Bloggers say AIMS report can be improved
03 September 2008 2123 hrs (SST)
SINGAPORE: Singapore's prominent bloggers said the recommendations put out by the Advisory Council on the Impact of New Media on Society (AIMS) are progressive, but can be improved.
These 13 bloggers submitted their own report to the government in April, and the group explained the rationale behind their proposals to the media on Wednesday.
Calling themselves "The Bloggers 13", they said the AIMS report was silent on several aspects.
Alex Au, editor, yawningbread.org, said: "We think that AIMS should have given more emphasis on the principled reasons why there should be deregulation. We feel it's important to have free speech and our regulations should reflect that."
Given the borderless nature of the Internet, the group said it cannot be governed.

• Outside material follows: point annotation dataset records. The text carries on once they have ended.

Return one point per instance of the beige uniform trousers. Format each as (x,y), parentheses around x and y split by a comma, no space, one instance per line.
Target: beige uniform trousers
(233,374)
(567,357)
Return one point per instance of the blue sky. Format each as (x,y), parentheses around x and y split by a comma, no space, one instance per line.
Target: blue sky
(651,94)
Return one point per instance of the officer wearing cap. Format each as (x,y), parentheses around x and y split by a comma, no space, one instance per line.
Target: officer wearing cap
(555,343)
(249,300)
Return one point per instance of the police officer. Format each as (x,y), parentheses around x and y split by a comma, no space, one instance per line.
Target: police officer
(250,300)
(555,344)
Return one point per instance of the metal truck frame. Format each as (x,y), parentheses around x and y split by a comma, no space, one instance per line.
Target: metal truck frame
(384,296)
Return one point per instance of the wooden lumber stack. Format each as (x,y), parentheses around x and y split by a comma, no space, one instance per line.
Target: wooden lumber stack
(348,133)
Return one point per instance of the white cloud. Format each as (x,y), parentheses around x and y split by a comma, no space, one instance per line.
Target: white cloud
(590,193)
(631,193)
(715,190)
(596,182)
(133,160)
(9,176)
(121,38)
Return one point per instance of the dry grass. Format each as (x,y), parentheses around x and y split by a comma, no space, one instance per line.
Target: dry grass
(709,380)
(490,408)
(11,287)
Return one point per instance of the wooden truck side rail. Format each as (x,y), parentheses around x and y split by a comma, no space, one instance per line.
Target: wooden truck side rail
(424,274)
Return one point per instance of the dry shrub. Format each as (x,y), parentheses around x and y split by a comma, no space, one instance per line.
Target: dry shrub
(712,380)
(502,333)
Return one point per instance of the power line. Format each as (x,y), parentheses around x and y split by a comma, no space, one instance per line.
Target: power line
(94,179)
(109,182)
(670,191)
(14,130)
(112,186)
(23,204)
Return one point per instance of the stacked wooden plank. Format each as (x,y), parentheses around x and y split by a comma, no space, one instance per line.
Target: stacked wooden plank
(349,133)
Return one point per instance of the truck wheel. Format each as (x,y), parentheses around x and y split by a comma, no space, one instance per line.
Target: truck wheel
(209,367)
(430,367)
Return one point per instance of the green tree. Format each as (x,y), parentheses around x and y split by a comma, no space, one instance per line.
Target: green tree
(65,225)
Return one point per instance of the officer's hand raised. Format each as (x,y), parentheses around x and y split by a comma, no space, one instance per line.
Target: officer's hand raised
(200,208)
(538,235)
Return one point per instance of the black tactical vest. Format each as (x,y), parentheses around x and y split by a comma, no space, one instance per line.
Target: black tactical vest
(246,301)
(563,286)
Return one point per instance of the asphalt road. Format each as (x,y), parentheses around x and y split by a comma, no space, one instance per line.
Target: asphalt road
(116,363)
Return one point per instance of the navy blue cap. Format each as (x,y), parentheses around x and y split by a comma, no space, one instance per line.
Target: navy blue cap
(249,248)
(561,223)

Instead of a formal regulation by the Media Development Authority of Singapore (MDA), they suggest letting the online community moderate themselves.
"We dislike the way that a lot of administrative discretion is given to the MDA. We suggested that the MDA's role should be much, much reduced," said Mr Au.
The bloggers are also pushing for a repeal of Section 33 of the Films Act, which bans political films. They said it is not practical, given that such films can find their way on video-sharing sites like YouTube.
On the bloggers' proposals, AIMS said their feedback would be considered in its final report. The council also added that in many ways, it agreed with the bloggers on the general direction to take.
The question is in the pace of change. For some, the government is seen as playing catch-up with the tremendous speed at which the Internet is changing.
Arun Mahizhnan, deputy director, Institute of Policy Studies, said: "Just like the state, the bloggers are also addressing real issues, complex issues... The state has a collective interest and the bloggers are not just talking about the bloggers' interest, they are talking about Singaporeans' interest.
"Therefore, there are some differences in opinions, and I think both are reasonable positions and this needs to be looked at further."
On the issue of community moderation, Mr Arun said there is room for that in Singapore.
"We have learnt from other countries' experience that the Internet community is not entirely mad. There are a lot of sane and sensible people who can intervene... there is definitely room for community moderation as long as there is provision for legal action when it crosses the line," he said.
Members of the public can give their feedback on the AIMS report at www.aims.org.sg. The council will submit its final report to the government by November.